I was checking up on the crna Aaron, the crna who is completely responsible for the existence of this blog, and guess what? He has moved to my city! Just when I thought I was safe, I read that he has moved to my new state AND my city. I am panic stricken! This man must NEVER, EVER touch me again, or in any way be responsible for any kind of care in regards to me.
I can't seem to find out which hospital(s) he works at or what group he is working under. We need some kind of laws so that we can track these people who are responsible for injecting us with poison against our will, lying to us, and treating us in an illegal and unlawful manner. I never want to even hear his voice! I heard his voice ridiculing me after he smashed into my brain with his 'vitamin v' the 'simple muscle relaxer.' I'll never forget the smirk on his face as he deliberately and maliciously drugged me against my will. NEVER!
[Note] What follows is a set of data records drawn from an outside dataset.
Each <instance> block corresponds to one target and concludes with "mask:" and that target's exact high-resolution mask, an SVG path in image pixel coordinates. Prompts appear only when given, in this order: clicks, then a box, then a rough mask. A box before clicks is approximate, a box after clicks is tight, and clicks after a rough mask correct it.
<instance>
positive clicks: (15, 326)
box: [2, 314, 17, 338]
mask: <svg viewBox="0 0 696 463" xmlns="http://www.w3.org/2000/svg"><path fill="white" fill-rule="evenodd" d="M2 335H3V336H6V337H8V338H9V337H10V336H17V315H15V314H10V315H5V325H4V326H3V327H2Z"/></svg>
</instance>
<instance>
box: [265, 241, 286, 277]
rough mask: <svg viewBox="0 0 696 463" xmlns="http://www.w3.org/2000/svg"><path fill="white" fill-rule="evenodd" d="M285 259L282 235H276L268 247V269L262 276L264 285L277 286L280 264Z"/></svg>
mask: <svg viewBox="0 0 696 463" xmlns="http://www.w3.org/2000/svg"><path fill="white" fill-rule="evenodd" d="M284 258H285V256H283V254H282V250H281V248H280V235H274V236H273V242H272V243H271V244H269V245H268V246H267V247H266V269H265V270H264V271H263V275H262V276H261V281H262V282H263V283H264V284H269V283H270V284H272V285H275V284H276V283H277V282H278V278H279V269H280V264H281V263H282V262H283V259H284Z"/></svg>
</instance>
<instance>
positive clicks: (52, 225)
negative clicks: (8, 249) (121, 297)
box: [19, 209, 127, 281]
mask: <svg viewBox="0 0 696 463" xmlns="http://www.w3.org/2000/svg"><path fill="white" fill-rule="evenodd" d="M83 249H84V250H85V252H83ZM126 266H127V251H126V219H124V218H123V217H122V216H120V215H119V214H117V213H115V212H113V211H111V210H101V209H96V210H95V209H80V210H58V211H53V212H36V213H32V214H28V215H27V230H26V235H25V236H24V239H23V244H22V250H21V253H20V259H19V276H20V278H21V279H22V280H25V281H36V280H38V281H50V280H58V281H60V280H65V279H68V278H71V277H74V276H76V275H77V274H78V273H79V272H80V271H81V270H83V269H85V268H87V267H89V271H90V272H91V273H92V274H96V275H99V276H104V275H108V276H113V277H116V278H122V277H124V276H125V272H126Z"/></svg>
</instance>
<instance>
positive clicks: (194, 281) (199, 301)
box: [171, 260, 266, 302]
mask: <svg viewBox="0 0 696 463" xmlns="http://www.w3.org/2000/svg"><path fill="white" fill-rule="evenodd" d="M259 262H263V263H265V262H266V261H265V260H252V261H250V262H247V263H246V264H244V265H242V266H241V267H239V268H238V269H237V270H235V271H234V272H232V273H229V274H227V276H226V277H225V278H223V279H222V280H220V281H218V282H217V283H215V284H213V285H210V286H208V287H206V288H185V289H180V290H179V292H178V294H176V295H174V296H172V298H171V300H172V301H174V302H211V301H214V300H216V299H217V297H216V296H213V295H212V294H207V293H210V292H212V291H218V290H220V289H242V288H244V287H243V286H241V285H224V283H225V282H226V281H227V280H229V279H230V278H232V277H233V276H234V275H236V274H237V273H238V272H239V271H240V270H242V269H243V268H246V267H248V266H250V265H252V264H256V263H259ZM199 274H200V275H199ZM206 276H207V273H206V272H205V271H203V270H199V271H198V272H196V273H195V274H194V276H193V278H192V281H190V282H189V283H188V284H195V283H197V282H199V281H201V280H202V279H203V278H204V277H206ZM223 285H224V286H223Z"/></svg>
Unfortunately my daughter is attending a good school here and I can't move for 3 more years. A crna should not cause this kind of fear and loathing in his patients. Panic City!
This crna person also went to the same college as my daughter was planning to attend for 2 years! This will have to change as well. Since my kid will only be 16 when she graduates with her AA degree, that means that I must MOVE so that she can be at home with her parents until she finishes her her BA and turns 18. I don't think she will want to leave home at 18 either because she wants to go to college for a number of years and get several PhD's all of which cost lots of money.
All this drama to avoid a rogue crna who is intent on defying patient wishes and imposing his will upon them. I can't risk being injured by or subjected to this horrible crna again. I realize that there is only a very slim chance of encountering this particular man, but the nature of PTSD is that being rational about the root cause of the illness is impossible. I KNOW it's irrational, but the fear is real. If he would treat me like pond scum because I was "just a truck driver" albeit a "pleasant woman in no distress" what will he do to me now? I can't risk it.
I wonder if my gp can put in my chart that Aaron can't work on me in any circumstance? Do you think that the hospital would go along with this directive? Or would they just claim some exigent circumstance to avoid my following my wishes? I mean, it didn't do me a damn bit of good to refuse sedation or g/a with Aaron! He went right on ahead with his notion of what HE wanted me to have. What in the world would make me think that refusing to allow this nurse access to me would make a single bit of difference at a hospital?